Why this matters is that there is very serious possibility that the exit deal on offer late next autumn is anything but attractive to many in Westminster, or beyond.

Since perceiving lukewarm commitment among cabinet Brexiters for the first-phase concessions agreed by Theresa May last week, EU leaders have been making increasingly tough noises about how they will approach phase-two negotiations.

Despite a direct appeal by Davis, talks on a trade deal are unlikely to even begin until March 2018, which leaves barely six months to agree anything substantive before the whole exit agreement needs to be put before parliaments in Strasbourg and Westminster for ratification.

Sources in the EU are therefore adamant that the “deep and meaningful” trade deal promised by the British government will have to wait until well into the two-year transition phase, and probably even longer than that.

All that they envisage offering the Brits by next autumn is a “heads of agreement” commitment to a “stripped down” free trade deal, such as that recently struck with Canada, the precise terms of which would we thrashed out after Britain has left.

Eventually such an arrangement might charitably be called a “Canada plus” deal, because it would have to include basic agreements on aviation and fisheries that are not covered elsewhere, but the idea of the kind of “Canada plus plus plus” deal, including more lucrative services sectors such as banking, that was promised by Davis, is seen as laughable in Brussels.

Now Britain has conceded to all the key financial and legal demands in phase one, they are prepared to keep the lights on, the exports flowing and the planes landing in phase two, but are determined to make it all look considerably less attractive than full single market access. The idea of swift special carve-outs for the City of London is for the birds, insist those who Britain relies on to offer them.

This is a triple blow for Downing Street.

Firstly it sets up another series of disappointments even more embarrassing than the concessions that were forced upon it in phase one. Even this week, Theresa May’s former adviser Nick Timothy was still arguing that achieving a much more generous deal than the Canadians should be a doddle because Europe is keen to liberalise access to its service markets – a claim that was questionable even before Brexit.

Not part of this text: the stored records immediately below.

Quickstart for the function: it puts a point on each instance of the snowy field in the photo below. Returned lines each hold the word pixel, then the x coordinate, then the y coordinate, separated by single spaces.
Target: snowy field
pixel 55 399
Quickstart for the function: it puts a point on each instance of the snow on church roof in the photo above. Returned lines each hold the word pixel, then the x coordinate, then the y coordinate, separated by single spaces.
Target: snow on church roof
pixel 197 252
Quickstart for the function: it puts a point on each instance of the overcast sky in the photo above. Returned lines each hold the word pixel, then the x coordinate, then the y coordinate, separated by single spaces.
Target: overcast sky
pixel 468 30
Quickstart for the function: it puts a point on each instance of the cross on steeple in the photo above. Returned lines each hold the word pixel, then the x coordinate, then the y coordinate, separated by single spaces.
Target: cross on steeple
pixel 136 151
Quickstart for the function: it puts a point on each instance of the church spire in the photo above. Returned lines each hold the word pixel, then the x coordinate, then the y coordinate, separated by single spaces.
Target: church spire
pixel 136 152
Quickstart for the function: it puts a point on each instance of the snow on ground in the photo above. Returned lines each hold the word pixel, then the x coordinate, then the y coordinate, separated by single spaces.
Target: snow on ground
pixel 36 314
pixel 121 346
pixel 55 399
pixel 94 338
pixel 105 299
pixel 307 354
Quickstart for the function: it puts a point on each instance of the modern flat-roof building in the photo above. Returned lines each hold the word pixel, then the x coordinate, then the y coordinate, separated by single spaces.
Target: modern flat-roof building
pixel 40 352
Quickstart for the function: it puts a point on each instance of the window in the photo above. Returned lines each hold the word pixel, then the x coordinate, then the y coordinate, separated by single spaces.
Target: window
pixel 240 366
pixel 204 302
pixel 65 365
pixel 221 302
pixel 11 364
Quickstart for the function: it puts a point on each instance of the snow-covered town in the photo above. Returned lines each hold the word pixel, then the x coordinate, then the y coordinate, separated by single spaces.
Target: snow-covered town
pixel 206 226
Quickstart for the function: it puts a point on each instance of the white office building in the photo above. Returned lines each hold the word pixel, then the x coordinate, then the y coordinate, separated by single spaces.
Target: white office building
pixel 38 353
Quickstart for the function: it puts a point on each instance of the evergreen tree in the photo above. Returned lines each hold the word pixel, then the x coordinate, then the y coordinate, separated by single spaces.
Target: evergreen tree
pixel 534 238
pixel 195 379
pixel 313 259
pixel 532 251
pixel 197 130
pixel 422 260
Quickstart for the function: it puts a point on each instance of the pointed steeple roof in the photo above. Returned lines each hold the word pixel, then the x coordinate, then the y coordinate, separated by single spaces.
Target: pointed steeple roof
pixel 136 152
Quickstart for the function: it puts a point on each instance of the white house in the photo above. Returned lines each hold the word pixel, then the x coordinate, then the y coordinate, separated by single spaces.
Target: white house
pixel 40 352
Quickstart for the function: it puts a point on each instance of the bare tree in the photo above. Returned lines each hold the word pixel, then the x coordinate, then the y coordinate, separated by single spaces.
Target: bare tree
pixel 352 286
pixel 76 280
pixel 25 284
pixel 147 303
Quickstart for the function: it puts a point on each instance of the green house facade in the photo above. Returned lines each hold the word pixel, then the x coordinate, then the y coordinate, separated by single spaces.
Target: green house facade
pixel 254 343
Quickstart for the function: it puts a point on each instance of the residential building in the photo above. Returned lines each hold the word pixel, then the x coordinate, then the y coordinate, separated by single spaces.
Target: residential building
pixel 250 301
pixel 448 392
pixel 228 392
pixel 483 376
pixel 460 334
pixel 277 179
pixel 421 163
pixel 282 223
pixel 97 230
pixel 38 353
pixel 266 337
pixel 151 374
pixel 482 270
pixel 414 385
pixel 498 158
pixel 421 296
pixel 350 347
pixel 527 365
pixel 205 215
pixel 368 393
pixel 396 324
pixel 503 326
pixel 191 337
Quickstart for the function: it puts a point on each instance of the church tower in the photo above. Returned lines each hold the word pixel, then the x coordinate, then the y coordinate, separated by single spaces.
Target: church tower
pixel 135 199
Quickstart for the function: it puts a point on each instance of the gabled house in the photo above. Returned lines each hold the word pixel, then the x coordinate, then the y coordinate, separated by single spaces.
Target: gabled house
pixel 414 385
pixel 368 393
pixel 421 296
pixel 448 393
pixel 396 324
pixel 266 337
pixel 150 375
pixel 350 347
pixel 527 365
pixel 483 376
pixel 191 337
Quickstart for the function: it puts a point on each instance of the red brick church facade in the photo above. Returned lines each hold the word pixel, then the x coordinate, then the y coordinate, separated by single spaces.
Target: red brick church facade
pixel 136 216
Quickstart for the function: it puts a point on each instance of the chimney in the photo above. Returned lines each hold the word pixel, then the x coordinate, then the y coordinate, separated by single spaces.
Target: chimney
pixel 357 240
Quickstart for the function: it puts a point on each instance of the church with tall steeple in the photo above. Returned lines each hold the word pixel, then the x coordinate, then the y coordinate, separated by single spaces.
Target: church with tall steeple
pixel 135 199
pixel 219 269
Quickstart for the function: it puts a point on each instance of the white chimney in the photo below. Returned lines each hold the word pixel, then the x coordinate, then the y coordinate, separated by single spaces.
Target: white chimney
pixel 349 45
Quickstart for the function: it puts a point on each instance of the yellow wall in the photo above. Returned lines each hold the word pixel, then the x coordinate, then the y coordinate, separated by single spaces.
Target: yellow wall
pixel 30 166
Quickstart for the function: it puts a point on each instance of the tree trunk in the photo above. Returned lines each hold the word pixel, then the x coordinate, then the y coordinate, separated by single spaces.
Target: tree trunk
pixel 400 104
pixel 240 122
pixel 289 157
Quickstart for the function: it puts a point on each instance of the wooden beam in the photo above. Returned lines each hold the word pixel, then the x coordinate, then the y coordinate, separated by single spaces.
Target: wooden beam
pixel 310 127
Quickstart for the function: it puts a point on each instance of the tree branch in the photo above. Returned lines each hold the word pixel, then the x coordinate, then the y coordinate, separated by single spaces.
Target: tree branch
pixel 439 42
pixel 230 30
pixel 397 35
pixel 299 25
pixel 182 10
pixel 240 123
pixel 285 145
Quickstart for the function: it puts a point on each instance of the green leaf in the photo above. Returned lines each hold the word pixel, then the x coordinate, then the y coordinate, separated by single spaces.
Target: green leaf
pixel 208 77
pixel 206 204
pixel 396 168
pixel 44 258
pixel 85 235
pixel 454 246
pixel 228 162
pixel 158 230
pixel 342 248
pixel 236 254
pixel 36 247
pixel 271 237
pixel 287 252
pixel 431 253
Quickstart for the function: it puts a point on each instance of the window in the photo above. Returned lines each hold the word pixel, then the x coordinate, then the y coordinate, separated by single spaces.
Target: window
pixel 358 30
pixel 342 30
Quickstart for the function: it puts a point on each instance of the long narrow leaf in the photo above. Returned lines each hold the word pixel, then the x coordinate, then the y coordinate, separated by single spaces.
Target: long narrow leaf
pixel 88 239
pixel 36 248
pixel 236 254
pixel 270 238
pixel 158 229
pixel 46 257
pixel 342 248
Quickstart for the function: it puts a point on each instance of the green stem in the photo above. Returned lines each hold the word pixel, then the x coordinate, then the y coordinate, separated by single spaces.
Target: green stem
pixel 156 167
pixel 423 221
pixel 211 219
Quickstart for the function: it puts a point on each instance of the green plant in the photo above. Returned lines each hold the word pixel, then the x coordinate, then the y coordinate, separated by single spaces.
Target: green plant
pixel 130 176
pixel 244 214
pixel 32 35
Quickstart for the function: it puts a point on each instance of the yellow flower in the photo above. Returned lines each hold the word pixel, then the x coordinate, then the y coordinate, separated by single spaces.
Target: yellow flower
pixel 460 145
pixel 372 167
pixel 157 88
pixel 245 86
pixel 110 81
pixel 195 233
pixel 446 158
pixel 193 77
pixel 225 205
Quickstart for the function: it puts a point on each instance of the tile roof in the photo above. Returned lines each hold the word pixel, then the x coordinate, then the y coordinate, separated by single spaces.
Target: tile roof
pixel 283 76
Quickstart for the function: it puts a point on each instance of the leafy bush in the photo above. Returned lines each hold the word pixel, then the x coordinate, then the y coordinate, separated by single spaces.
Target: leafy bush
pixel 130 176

Secondly, to the extent that the UK can prevail on individual member states to argue its corner, this is all likely to happen long after Brexit rather than when it still inside the club and has leverage on other divorce issues. Britain will be seeking its super-duper FTA as a third-party country, not as a member state.

Most importantly what it now also does is ensure that the package presented before the UK parliament at the end of the process is likely to be very thin gruel indeed. May could well have caved in on the €40bn divorce bill, a role for the European court of justice and the principle of regulatory harmonisation to avoid a hard border in Northern Ireland, only to find that she has just the outlines of a “stripped down” trade deal to show for it.

At the very least, Wednesday’s vote means parliament will be leaning hard on ministers to improve on what they bring back. “This gives parliament more leverage: the government will have a stronger incentive to bring back a deal that is likely to garner parliamentary support,” said Elliott.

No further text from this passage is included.